Bob Turan imagines post-industrialism in his Geode Time Capsule. It put me in mind of a larger version of religious work from the Middle Ages in which pious artists meticulously carved scenes inside of nuts or small balls of ivory.

One of the strongest works is Through the Looking Glass by Eileen Jager. It's simple in concept—paneled mirrors and glass strung between two points—but the wind and light constantly change our perspective. Sometimes we peer through, sometimes we see refracted images, and often part of our vision is simultaneously crystal clear and distorted. The lesson of this is obvious, but poignant.

Michael Melle has gained well-deserved praise for his burlap, wood, straw, and wire figures. Some might have encountered his outdoor tableaux of figures from the paintings of Camille Pissarro that accompanied a 2011 retrospective of Pissarro's work at the Clark Institute of Art, or as installations at the Three Sisters Sanctuary in Ashfield. Easthampton has his powerful Refugees—a family fleeing with its meager possessions toward an uncertain destination. It could be any group at any time, though it certainly evokes various Irish Famine sculptures throughout North America.

It's not my favorite work overall, but I liked bits of Sheena: At the Fight Over the Last Fish by Mark Fenwick. It's based on a graphic novel, but I was most drawn to Sheena's face and its ice-blue eyes, all framed by a wreath of red flowers and a shell necklace.

Kudos to the youngsters from the Four Rivers Charter Public School in Greenfield for understanding the idea of "organic" art better than anyone else. Their Bumble Bee/Barn is a bunch of boxes attached to posts at various angles and filled with bamboo and wooden tubes suggestive of birdhouses and beehives. They are painted in lavender and set perfectly by a field of wildflowers alive with honeybees, butterflies, and birds hard by a working beehive. 

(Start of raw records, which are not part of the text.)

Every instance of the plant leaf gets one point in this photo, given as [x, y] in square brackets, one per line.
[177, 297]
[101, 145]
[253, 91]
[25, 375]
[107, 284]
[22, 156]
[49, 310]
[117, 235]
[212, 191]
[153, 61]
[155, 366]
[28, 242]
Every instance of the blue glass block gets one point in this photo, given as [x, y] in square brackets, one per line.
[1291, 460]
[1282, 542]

Slim is a holdover from last year and Michael Tillyear's wacky band is a whimsical delight. Were it not for Grommit, Tillyear's wooden pooch would be a serious candidate for the cutest canine in art award.

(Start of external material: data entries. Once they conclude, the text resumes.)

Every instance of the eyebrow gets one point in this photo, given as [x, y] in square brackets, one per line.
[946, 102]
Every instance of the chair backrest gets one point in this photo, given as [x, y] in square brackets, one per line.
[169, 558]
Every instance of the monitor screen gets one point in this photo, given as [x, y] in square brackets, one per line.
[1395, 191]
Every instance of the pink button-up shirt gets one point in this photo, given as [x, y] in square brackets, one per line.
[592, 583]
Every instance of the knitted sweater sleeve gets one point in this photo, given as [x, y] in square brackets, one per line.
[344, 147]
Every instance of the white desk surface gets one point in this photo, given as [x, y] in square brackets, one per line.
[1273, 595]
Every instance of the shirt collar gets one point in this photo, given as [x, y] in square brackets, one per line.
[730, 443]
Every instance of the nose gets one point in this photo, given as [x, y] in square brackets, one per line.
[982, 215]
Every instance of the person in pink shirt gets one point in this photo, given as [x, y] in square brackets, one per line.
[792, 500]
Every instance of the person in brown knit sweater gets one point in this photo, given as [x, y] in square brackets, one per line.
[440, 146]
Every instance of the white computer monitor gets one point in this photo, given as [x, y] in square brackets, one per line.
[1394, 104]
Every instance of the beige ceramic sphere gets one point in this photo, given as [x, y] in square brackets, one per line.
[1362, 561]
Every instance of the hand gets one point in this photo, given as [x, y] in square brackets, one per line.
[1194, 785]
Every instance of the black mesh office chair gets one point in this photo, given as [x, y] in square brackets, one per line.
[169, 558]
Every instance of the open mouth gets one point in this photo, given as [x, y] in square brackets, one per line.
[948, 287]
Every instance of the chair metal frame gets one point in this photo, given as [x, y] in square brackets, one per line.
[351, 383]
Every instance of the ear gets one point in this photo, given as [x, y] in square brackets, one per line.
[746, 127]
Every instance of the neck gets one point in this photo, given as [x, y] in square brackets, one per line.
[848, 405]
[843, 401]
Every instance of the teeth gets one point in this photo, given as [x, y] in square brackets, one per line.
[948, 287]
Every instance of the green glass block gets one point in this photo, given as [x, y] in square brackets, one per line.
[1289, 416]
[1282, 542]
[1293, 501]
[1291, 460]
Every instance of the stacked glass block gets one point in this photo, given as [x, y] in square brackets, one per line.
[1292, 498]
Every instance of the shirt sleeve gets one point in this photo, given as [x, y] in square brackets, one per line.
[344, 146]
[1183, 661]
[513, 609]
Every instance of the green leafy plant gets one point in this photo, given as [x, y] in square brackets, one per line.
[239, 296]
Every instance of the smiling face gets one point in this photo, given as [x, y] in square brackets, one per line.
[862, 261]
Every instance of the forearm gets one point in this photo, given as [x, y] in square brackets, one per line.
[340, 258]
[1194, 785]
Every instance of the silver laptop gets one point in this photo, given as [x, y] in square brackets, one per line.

The hillside nearest the fruit stand is alive with wire, glass, and steel outlines of Our Tribe, Michael Poole's reflection on the various types of people who make up a community.

Chris Woodman has produced the most imposing (in a good way) piece in this year's art crop. His A2 soars into the heavens with such might that, on a sunny day, it rivals the blue skies and clouds in majesty. It's a riveted steel piece that invokes ship figureheads and the art deco ornamentation of streamlined trains and 1940s automobile hood ornaments.

I'm a sucker for masks and faces and Beckie Kravetz has been a mask maker. Her Reunion is a grouping of freestanding faces fashioned from clay that look like a jocular Easter Island update.

I can also tell you that this year's peaches are works of art and that the slushies are reliably good. Local food, local art—what's not to like?